Exposing that 'ripped as hell' body.

And not having even a clue!!! That it's driving me crazyyyy!

Trae turns around in a flash and holds my wrist "what the-? Are you okay?"

"Yeah yeah I am" Oh! I'm so not!

I get myself together and walk towards the washroom. I close the door and rest my forehead on it. Why did you do this Cora? Why on earth did you choose to get drunk last night? Of all the other days in my entire life, stupid stupid me chooses to get drunk on a 31st night.

I walk in front of the mirror and take a look at myself in it. After I've brushed my teeth I decide to take a shower. I usually don't shower this early in the morning but I just suddenly feel the need to wash myself. I don't know why but I want to wash the memories away. The feelings away. Whatever it is, I want it to end.

I step inside the bathtub after I've filled it with lukewarm water. As soon as I close my eyes. Everything about last night starts to come back. I shut my eyes as hard as I could and splash water in my face. But it doesn't stop.

Flashback to last night....

I really really really wish this works. It's probably not such a good idea but I just want it to work. There's nothing else that I could've done in such a short time. And Tessa needs this really badly.
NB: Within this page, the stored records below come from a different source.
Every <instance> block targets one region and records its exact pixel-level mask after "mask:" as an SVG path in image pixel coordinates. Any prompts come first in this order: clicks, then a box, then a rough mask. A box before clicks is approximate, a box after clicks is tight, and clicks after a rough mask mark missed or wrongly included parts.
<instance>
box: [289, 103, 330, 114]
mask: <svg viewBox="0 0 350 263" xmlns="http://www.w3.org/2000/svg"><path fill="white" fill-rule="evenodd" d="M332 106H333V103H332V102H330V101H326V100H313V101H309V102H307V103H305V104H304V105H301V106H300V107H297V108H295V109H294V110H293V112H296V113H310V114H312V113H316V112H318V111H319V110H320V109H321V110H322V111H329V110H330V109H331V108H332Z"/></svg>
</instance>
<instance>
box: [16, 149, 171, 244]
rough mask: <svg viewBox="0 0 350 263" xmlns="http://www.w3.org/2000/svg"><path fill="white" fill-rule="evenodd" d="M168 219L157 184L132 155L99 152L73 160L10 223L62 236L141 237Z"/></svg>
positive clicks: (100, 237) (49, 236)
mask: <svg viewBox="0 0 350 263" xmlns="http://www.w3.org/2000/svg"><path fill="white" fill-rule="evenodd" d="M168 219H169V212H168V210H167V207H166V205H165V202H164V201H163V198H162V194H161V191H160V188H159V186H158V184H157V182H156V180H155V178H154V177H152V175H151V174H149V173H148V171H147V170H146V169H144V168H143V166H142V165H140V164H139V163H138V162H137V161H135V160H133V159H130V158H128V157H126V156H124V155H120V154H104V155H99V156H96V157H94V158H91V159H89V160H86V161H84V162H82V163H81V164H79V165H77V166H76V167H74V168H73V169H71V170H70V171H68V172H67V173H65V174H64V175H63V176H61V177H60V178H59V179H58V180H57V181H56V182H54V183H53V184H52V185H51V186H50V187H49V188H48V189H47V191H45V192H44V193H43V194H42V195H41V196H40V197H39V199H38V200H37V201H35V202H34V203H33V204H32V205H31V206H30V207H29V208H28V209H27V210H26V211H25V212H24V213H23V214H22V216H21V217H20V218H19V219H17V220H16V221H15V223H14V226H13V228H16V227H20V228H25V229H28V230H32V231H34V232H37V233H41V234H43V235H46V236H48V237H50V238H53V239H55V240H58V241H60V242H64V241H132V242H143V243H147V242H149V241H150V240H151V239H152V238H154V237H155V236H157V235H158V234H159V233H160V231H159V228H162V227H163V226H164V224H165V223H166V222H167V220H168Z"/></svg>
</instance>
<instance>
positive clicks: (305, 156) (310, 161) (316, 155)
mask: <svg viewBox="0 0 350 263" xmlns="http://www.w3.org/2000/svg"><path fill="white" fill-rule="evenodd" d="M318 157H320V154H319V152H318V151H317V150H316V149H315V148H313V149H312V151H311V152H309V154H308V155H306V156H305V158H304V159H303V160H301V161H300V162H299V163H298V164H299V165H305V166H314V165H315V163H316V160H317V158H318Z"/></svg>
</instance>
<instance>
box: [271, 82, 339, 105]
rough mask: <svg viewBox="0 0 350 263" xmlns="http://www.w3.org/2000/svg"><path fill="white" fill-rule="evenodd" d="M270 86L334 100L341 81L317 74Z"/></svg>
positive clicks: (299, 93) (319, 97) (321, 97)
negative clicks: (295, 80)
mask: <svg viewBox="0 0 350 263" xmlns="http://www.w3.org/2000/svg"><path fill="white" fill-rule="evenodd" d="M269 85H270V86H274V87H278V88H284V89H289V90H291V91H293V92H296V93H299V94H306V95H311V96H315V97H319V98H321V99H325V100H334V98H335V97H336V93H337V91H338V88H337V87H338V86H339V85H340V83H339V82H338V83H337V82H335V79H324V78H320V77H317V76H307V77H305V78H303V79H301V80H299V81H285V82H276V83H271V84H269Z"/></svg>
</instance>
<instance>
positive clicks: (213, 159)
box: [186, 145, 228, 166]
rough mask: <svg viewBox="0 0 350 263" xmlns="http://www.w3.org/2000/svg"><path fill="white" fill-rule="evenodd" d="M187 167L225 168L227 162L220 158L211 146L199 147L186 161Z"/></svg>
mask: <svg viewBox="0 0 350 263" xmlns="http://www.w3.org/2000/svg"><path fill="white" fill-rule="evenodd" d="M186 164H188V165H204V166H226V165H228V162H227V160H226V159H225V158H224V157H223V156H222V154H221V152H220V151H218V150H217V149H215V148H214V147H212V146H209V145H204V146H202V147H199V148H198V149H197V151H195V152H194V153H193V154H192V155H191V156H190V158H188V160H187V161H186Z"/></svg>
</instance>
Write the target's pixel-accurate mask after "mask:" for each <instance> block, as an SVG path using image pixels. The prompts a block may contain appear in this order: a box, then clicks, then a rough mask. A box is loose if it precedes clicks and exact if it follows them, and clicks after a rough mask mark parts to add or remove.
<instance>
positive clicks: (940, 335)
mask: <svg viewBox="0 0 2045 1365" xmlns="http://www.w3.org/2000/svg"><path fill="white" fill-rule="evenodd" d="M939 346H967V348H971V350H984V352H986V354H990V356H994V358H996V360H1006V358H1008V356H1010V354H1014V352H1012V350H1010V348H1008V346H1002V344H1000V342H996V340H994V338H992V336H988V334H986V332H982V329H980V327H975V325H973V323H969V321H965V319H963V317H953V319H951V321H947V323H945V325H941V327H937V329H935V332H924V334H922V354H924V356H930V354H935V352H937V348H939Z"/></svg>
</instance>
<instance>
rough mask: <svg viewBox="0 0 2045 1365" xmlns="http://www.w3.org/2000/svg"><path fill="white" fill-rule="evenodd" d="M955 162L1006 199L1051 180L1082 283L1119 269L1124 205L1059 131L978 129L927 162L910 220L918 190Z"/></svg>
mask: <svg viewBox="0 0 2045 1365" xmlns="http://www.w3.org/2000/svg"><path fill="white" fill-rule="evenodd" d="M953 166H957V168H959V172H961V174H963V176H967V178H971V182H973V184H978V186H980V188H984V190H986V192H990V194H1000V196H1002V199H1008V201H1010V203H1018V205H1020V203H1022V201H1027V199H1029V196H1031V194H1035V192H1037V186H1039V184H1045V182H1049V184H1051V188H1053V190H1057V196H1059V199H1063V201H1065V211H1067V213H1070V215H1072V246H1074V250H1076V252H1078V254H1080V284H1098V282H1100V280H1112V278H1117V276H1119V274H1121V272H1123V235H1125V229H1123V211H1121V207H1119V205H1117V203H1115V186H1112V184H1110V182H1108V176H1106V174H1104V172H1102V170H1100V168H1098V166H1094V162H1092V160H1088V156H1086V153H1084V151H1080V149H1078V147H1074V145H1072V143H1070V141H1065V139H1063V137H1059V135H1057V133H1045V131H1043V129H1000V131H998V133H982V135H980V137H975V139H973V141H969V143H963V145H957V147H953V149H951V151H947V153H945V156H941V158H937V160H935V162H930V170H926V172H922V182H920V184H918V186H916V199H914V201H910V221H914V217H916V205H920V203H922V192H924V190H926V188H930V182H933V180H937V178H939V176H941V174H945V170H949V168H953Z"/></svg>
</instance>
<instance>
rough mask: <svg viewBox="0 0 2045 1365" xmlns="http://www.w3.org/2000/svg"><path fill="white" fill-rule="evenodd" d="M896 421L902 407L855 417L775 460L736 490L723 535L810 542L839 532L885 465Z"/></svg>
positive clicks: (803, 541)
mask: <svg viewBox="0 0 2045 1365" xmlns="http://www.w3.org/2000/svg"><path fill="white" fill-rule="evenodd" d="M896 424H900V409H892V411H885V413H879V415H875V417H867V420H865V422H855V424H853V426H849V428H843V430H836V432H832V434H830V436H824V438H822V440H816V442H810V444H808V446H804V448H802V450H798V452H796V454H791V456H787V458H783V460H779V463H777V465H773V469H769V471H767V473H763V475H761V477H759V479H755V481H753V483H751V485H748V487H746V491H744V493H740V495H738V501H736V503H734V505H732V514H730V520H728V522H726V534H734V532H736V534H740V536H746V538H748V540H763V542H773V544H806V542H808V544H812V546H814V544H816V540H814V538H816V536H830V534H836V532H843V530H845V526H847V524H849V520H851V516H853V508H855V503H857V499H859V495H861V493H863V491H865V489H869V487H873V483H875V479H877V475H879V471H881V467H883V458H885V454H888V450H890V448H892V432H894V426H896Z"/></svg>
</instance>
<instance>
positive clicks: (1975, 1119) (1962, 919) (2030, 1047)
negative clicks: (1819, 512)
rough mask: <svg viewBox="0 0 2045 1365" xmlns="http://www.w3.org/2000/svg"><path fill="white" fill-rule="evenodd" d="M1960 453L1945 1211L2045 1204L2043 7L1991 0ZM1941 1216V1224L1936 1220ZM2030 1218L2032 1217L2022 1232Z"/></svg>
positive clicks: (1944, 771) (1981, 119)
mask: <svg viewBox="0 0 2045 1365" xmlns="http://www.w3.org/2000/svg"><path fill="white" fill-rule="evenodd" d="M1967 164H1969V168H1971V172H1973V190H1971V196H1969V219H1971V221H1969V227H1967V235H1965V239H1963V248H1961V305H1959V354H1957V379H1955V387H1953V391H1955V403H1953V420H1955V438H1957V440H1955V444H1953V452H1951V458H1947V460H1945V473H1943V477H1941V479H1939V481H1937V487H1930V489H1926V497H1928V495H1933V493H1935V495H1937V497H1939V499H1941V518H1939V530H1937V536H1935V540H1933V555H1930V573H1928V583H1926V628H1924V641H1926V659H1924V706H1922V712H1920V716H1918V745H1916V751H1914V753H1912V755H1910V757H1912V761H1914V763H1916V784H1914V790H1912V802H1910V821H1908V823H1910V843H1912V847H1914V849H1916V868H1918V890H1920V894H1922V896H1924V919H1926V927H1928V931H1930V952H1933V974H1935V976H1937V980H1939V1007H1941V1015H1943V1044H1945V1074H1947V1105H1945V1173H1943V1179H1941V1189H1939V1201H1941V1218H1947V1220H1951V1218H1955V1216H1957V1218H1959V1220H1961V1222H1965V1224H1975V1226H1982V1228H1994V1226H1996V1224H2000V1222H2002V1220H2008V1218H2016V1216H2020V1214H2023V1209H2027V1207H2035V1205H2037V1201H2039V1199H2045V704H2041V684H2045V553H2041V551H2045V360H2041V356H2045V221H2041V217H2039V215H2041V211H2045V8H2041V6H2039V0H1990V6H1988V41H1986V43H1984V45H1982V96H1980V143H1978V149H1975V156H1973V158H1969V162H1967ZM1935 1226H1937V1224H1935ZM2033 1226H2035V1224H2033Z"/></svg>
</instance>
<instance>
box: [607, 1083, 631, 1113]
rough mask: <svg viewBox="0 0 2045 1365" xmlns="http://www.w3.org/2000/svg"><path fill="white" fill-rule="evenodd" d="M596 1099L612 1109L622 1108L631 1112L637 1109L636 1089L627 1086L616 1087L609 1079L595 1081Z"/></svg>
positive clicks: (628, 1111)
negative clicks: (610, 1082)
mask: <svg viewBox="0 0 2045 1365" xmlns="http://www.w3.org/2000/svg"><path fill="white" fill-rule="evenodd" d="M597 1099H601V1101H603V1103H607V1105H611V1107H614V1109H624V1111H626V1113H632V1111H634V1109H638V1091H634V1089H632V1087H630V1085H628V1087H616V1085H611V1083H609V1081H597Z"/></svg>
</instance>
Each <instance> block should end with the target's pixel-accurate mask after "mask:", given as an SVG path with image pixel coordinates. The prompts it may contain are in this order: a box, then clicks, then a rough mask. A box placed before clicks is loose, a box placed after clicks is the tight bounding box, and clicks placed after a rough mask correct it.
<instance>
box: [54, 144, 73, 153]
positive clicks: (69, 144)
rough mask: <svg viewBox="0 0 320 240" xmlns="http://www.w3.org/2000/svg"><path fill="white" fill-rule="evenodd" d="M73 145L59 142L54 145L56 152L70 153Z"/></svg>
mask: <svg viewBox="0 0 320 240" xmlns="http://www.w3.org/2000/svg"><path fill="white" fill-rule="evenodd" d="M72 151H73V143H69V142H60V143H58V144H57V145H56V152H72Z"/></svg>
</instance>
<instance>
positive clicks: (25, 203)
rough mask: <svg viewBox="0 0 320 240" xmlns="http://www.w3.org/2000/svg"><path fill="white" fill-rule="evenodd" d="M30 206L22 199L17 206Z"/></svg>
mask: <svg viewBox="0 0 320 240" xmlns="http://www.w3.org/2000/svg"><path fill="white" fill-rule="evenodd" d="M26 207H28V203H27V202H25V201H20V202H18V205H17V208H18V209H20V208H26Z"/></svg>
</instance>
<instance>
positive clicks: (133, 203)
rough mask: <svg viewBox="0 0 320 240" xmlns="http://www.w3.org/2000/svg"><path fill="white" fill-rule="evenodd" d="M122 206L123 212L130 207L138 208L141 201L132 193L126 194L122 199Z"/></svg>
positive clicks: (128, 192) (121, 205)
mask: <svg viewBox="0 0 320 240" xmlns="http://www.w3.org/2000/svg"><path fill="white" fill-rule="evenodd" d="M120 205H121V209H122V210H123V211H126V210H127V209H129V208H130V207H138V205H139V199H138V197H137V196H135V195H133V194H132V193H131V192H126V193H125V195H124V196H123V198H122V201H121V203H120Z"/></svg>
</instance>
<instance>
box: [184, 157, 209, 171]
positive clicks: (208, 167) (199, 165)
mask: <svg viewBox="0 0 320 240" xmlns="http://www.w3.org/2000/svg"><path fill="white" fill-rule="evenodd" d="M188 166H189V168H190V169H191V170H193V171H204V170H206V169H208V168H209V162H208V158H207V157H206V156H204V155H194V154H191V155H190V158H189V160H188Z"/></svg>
It's been 4 days since she hasn't come out of her room. I've tried calling her, showing up at her place, but she just won't answer anyone. I did leave her plenty of voice mails and audio messages. Telling her that things are gonna be alright. But I can't really feel what she's feeling.

Jack and Cicely decided to split up and sort things out. They're not getting a divorce right away. But they're gonna stay apart for the rest of the season.

Tessa finally decided to talk to me last night. She needs to get it out. Whatever she's feeling she needs to tell someone about it, I've always known this for a fact that Tessa does not deal very well with surprises.

And somehow she came to know about her parent's separation just after Christmas. Last night she stayed over at my house. Tessa kept crying most of the night. After a while she did fall asleep and so did I.

I heard her whipping in the middle of the night again. I hugged her and asked her to say it out loud. She needs to let it all out. "Why are they doing this? I've seen my parents yell at each other before. They can just yell at each other again. And sort everything out!" I want to tell her that things don't always resolve after yelling.